In Feb. 18 Issue
After receiving what he called "dozens of calls and complaints from Kentuckians," Attorney General Jack Conway recently decided to take on Topix.com, the popular online message board.
He said that interactive message board is not doing what it should with abusive posts that violate the Web site's terms of service, and is doing something it shouldn't.
His office reported that complaint calls regarding allegedly false and defamatory information had been posted on the website. He said Topix's measures to remove the abusive posts are ineffective unless consumers agree to pay a $19.99 fee.
Conway, along with another state's attorney general sent a letter to the company's CEO Chris Tolles.
"Abusive or negative posts can have a devastating impact on youth. Tragically, many teenagers today turn to suicide as a way to escape abuse or cyberbullying on the Internet," said General Conway. "I have heard from parents, consumers and officials from across Kentucky who have complained about the outrageous comments that are allowed to be posted and not policed by Topix.
However, mean online comments could be protected speech according to some.
Richard Labunski, a journalism and telecommunications professor at the University of Kentucky, says federal law grants immunity to Web sites that publish comments submitted by other users.
The Telecommunications Act of 1996 provides broad immunity and federal courts have upheld it, Labunski said.
Unless the comments include profanity or obscenity, there's little Conway can do, Labunski said. "I'm not sure where these efforts are going to lead."
Locally the company's for-profit message board is doing something of a bustling business between the few political discussions and milder fare are the discussions of the sexual antics, real or imagined, of named individuals in the county.
A large portion of the Topix.com forum is based on abusive and insulting comments, Conway said.
Although Topix.com may be immune from legal action, Labunski said Conway and other attorneys general could sue the individual users who post the comments.
However, that's not very productive, he said.
"It costs a lot of money to pursue a libel suit," Labunski said. "The real problem is finding out who posted the information."
It's not easy to subpoena records and identify anonymous users, he said.
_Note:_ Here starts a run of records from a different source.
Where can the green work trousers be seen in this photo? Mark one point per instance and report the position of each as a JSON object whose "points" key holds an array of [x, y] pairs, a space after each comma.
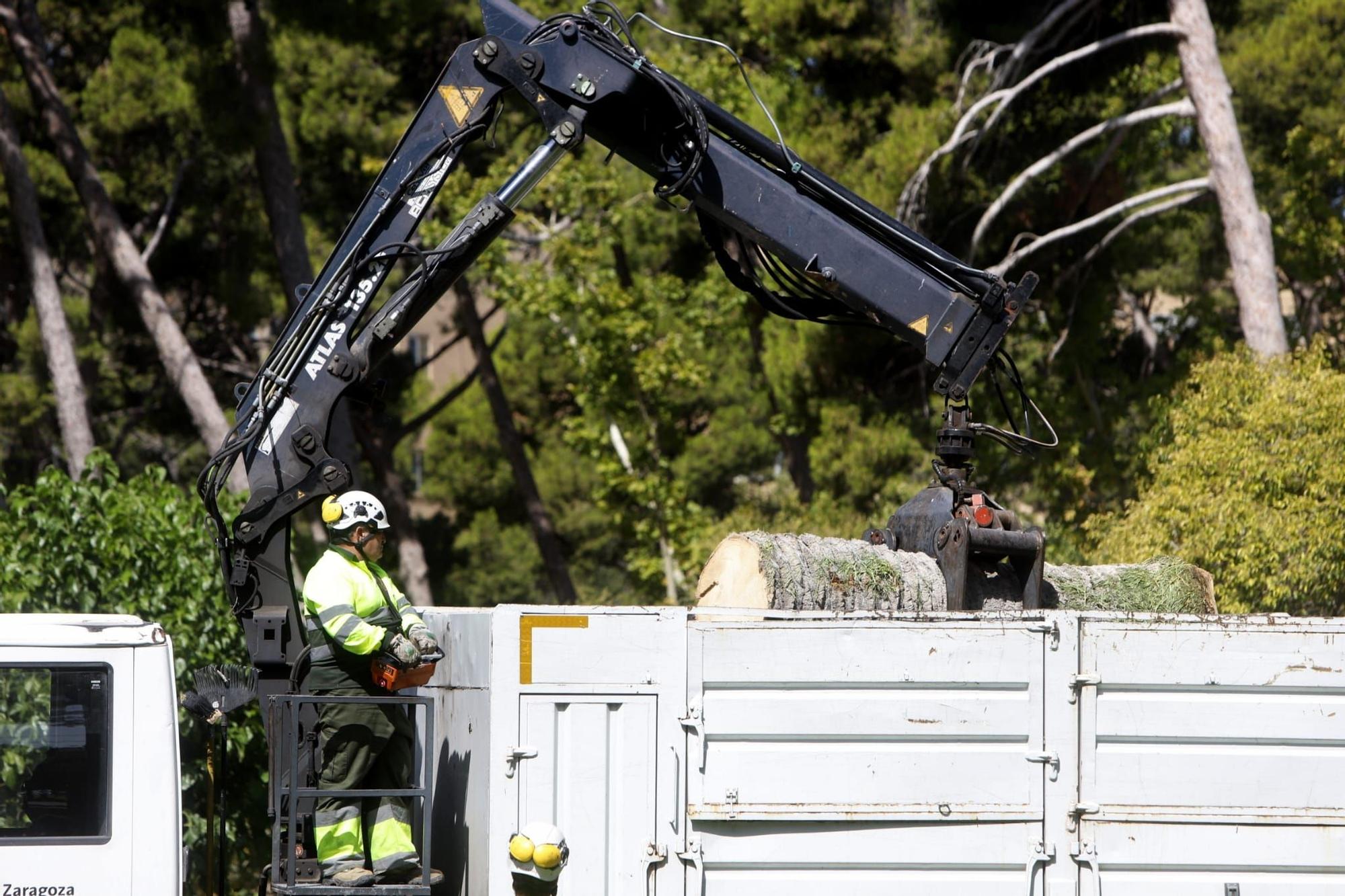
{"points": [[365, 745]]}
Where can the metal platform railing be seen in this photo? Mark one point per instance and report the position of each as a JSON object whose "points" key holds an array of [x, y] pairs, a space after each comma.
{"points": [[286, 795]]}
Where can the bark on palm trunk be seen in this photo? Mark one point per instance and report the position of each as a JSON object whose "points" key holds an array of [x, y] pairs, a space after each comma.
{"points": [[1246, 228], [512, 443], [280, 196], [116, 244], [57, 343]]}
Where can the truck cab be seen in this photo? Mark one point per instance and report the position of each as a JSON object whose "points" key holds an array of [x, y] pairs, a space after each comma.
{"points": [[91, 801]]}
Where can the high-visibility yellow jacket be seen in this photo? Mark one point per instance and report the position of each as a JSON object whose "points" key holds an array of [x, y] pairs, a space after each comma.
{"points": [[348, 618]]}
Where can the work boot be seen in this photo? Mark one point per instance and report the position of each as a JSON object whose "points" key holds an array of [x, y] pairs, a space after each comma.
{"points": [[352, 877], [412, 874]]}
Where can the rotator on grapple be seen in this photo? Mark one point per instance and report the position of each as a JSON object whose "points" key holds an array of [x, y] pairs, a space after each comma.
{"points": [[805, 247]]}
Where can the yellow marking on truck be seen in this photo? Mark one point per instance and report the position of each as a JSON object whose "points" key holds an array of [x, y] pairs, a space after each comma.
{"points": [[527, 624], [461, 101]]}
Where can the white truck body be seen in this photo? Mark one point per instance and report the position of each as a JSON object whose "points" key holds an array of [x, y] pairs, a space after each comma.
{"points": [[704, 755], [91, 731], [785, 755]]}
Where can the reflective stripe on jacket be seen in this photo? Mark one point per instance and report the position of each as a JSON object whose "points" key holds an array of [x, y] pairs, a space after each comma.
{"points": [[345, 611]]}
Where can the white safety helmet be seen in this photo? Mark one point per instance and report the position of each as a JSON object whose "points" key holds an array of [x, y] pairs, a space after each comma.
{"points": [[539, 852], [353, 509]]}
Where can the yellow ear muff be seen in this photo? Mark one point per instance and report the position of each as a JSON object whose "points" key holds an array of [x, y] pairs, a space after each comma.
{"points": [[547, 856], [521, 848], [332, 509]]}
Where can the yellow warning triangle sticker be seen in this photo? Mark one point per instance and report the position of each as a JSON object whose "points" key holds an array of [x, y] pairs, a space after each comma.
{"points": [[461, 101]]}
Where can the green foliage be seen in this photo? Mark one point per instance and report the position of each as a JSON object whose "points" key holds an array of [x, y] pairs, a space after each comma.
{"points": [[108, 545], [1242, 481]]}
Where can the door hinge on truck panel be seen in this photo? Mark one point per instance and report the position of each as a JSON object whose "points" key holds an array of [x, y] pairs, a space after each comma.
{"points": [[1079, 811], [1051, 627], [696, 858], [1081, 681], [654, 854], [695, 724], [513, 755], [1086, 854], [1048, 758], [1042, 853]]}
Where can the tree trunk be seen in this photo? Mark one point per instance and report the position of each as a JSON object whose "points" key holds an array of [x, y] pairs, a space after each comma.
{"points": [[272, 154], [279, 192], [115, 243], [1246, 227], [763, 571], [57, 343], [392, 490], [512, 444]]}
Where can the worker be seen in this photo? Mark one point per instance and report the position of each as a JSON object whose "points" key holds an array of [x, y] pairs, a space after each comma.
{"points": [[353, 612], [539, 854]]}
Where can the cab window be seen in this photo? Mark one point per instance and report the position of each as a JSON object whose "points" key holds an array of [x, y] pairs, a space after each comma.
{"points": [[54, 751]]}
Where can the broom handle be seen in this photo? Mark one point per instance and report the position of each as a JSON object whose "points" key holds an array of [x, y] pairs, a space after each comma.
{"points": [[224, 783], [210, 810]]}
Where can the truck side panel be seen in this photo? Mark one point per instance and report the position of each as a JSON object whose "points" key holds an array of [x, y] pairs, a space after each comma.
{"points": [[64, 756], [1213, 755], [867, 758]]}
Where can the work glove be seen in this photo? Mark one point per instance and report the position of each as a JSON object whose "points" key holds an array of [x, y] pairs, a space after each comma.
{"points": [[403, 650], [423, 639]]}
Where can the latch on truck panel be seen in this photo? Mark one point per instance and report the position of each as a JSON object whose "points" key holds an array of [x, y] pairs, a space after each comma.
{"points": [[1048, 758], [1081, 681], [1042, 853], [513, 755]]}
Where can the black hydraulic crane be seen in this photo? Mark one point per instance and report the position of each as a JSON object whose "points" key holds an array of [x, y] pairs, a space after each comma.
{"points": [[801, 244]]}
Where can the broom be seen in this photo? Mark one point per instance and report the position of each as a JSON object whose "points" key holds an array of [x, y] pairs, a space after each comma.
{"points": [[225, 689], [201, 708]]}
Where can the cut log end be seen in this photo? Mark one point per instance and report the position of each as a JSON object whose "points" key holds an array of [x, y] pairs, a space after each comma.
{"points": [[765, 571]]}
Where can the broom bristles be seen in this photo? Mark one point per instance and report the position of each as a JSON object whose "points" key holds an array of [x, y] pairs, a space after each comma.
{"points": [[227, 688]]}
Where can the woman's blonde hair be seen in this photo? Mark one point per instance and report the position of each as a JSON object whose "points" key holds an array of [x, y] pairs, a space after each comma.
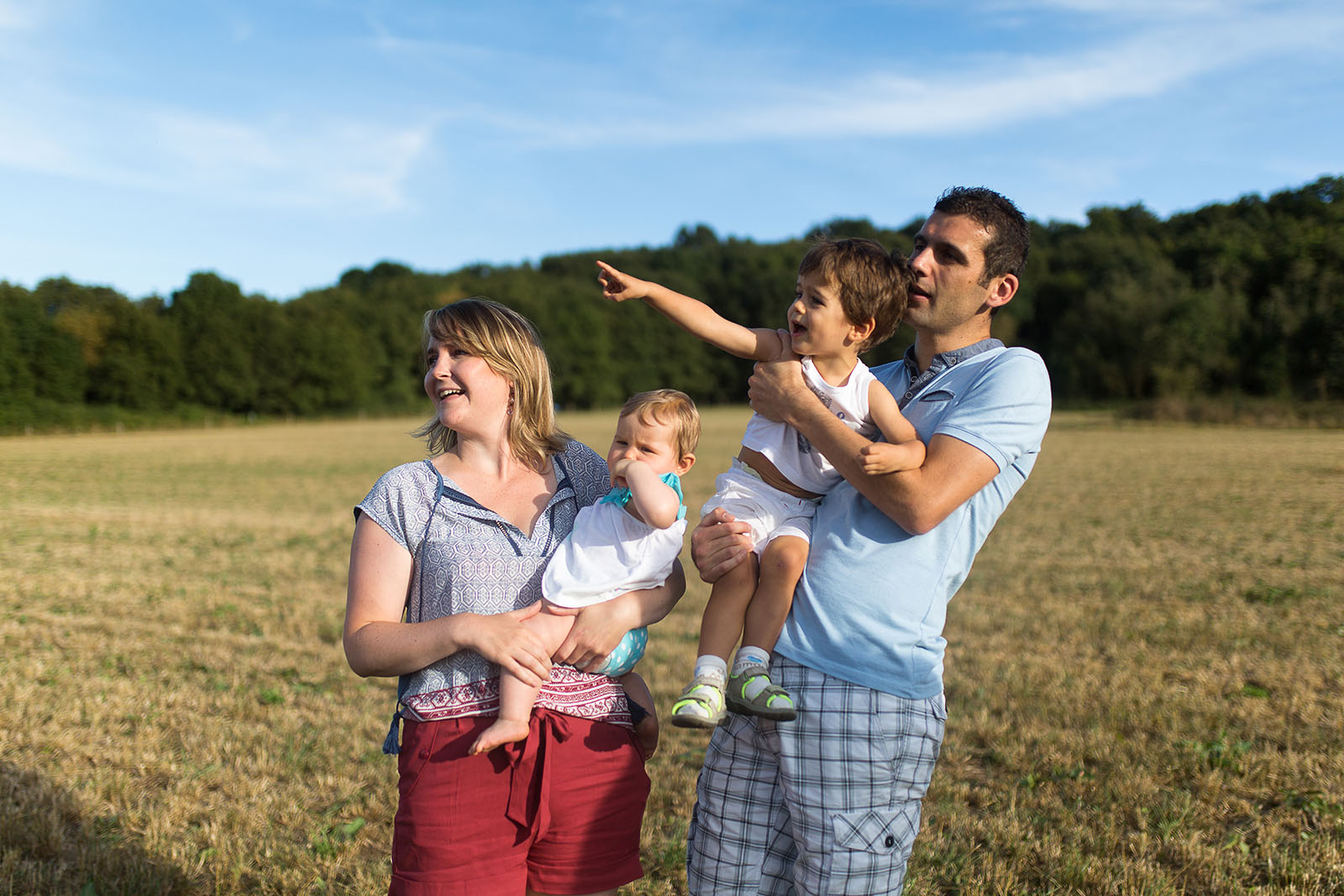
{"points": [[508, 344]]}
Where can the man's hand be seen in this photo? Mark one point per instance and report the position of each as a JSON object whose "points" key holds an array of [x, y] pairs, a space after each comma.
{"points": [[776, 389], [618, 286], [719, 543]]}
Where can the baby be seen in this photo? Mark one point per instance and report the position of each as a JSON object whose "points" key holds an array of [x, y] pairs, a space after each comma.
{"points": [[850, 297], [625, 542]]}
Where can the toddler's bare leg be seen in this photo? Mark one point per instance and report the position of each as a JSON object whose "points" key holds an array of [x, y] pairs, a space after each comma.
{"points": [[781, 567], [517, 699], [726, 610]]}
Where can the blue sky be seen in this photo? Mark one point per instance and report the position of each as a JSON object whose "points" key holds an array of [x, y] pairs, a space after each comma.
{"points": [[281, 143]]}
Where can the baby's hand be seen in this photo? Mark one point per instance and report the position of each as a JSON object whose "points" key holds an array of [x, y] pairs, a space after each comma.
{"points": [[879, 458], [618, 286], [618, 472]]}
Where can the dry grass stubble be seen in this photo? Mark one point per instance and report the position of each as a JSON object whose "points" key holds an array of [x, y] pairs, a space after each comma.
{"points": [[1144, 669]]}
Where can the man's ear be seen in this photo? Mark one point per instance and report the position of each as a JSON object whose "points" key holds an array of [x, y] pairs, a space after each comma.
{"points": [[1001, 291]]}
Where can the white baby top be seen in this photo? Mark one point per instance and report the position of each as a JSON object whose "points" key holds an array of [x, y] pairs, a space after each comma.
{"points": [[790, 453], [611, 551]]}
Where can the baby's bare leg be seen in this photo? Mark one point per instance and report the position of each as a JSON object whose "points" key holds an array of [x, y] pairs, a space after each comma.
{"points": [[647, 732], [517, 699], [781, 567]]}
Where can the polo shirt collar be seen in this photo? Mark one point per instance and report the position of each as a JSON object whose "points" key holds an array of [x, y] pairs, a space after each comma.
{"points": [[940, 363]]}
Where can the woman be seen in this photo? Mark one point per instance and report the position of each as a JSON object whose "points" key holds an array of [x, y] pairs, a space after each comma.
{"points": [[460, 542]]}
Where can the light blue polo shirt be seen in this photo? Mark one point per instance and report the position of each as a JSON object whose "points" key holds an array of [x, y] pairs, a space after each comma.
{"points": [[873, 600]]}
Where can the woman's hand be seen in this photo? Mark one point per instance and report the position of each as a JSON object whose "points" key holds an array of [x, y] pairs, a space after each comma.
{"points": [[719, 543], [596, 631], [504, 640]]}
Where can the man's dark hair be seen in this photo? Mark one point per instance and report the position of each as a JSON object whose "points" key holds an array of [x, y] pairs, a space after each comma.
{"points": [[1010, 238]]}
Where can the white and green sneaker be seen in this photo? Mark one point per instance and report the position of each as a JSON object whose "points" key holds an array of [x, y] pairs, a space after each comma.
{"points": [[701, 705], [752, 694]]}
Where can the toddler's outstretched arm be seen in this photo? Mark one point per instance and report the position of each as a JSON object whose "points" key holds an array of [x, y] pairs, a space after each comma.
{"points": [[696, 317]]}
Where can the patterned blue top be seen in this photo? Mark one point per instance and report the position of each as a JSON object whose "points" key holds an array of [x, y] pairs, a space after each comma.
{"points": [[470, 559]]}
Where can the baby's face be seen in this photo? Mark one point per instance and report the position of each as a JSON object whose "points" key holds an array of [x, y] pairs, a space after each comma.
{"points": [[649, 441]]}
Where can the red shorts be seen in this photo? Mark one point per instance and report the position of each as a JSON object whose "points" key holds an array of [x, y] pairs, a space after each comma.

"The courts have adopted very tough standards before the name of someone will be turned over," Labunski said. "We also have a long history of appreciation and reverence for being able to speak freely and anonymously."
A Lexington attorney filed a lawsuit over comments posted on a newspaper's Web site last month.
The Lexington Herald-Leader reports that attorney Astrida Lemkins filed suit Monday against unnamed defendants who posted the comments on Kentucky.com. Lemkins says in the lawsuit that the comments were false and defamatory.
She has subpoenaed the Herald-Leader to produce the e-mail addresses of any individual using the screen name that posted the comment.
The newspaper said the comments had been removed and the user name blocked from posting.
Online threats made several years ago against a local official's family were traced to their source and the person who had posted them was taken into custody by officials, proving that individuals who believe they are anonymously sending things online can be found.
Although charging $19.99 in order to have questionable comments reviewed does make Topix.com appear insensitive, there's nothing illegal about the policy.
Chris Tolles, CEO of Topix.com, said the Web site provides a valuable service to lots of users in Kentucky.
Tolles also said he was surprised to learn of the investigation from a reporter and not from Conway's office. He said he thinks Topix.com does a pretty good job of allowing users to have discussions on local issues.
Topix.com is based in Palo Alto, Calif., and allows users to comment on news from more than 50,000 sources.
It's a joint venture of the Gannet, McClatchy and Tribune media companies.
This story compiled with the assistance of the State-Journal's Paul Glasser through the KNCS.